Detached housing showing relative resilience as apartments approvals drop 30%
Australia’s new housing pipeline weakened in March, with official figures showing a double‑digit fall in dwelling approvals as higher rates and cost pressures continue to weigh on construction activity.
Australian Bureau of Statistics data shows the total number of dwellings approved fell 10.5% in March (seasonally adjusted) to 17,300. ABS head of construction statistics Daniel Rossi said the downturn was driven by a sharp pullback in higher‑density projects.
“The fall in total dwellings approved was driven by a 26% drop in private dwellings excluding houses, following a 101.1% rise in this series in February,” Rossi said.
While the multi‑unit pipeline cooled, detached housing showed surprising resilience. Private sector house approvals rose 0.9% in March to 10,194 – the highest level since November 2021 and 12% above the level a year earlier.
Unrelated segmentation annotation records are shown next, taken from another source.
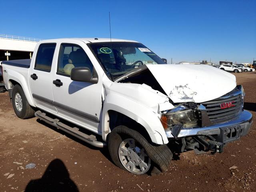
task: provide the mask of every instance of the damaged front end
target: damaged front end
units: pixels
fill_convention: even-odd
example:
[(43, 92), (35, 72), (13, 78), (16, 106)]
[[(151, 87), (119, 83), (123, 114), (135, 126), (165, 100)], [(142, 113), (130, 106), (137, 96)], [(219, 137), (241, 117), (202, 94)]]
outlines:
[(180, 104), (162, 112), (160, 119), (170, 145), (179, 152), (221, 153), (228, 143), (246, 135), (252, 120), (243, 110), (242, 86), (219, 98), (202, 103)]

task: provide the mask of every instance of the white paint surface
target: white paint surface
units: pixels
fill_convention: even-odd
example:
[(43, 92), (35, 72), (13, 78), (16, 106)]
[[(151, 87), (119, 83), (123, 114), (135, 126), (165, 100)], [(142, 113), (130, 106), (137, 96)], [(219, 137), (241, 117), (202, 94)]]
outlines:
[(234, 75), (204, 65), (147, 65), (174, 102), (201, 103), (216, 99), (236, 86)]

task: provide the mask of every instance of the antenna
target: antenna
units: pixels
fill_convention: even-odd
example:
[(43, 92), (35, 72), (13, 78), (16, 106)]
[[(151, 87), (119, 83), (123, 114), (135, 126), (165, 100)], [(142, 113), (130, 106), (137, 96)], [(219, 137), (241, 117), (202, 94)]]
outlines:
[(109, 18), (109, 32), (110, 34), (110, 42), (112, 41), (111, 40), (111, 26), (110, 25), (110, 12), (108, 12), (108, 17)]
New South Wales led the lift in house approvals, up 9.5% to their strongest level since August 2022 after several years of subdued detached activity. Western Australia recorded the largest monthly fall, down 8.6%, although house approvals there remain above the 12‑month average.
The weakness was concentrated in apartments and other attached stock. Private sector dwellings excluding houses fell 26% to 6,632 in March, unwinding part of February’s spike to the highest level since mid‑2018. Apartment approvals dropped 30.2% in original terms to 3,768, slipping 2.7% below their 12‑month average of 3,872.

By contrast, semi‑detached and townhouse‑style product held up, with new semi‑detached approvals edging 0.6% higher in March to 3,051. That is 5.9% above the average level of the past year, pointing to ongoing demand for medium‑density infill over larger apartment projects.
Across the states, Victoria recorded the highest number of total dwelling approvals in March at 5,102, followed by New South Wales (4,445), Queensland (3,910), Western Australia (2,158) and South Australia (1,278).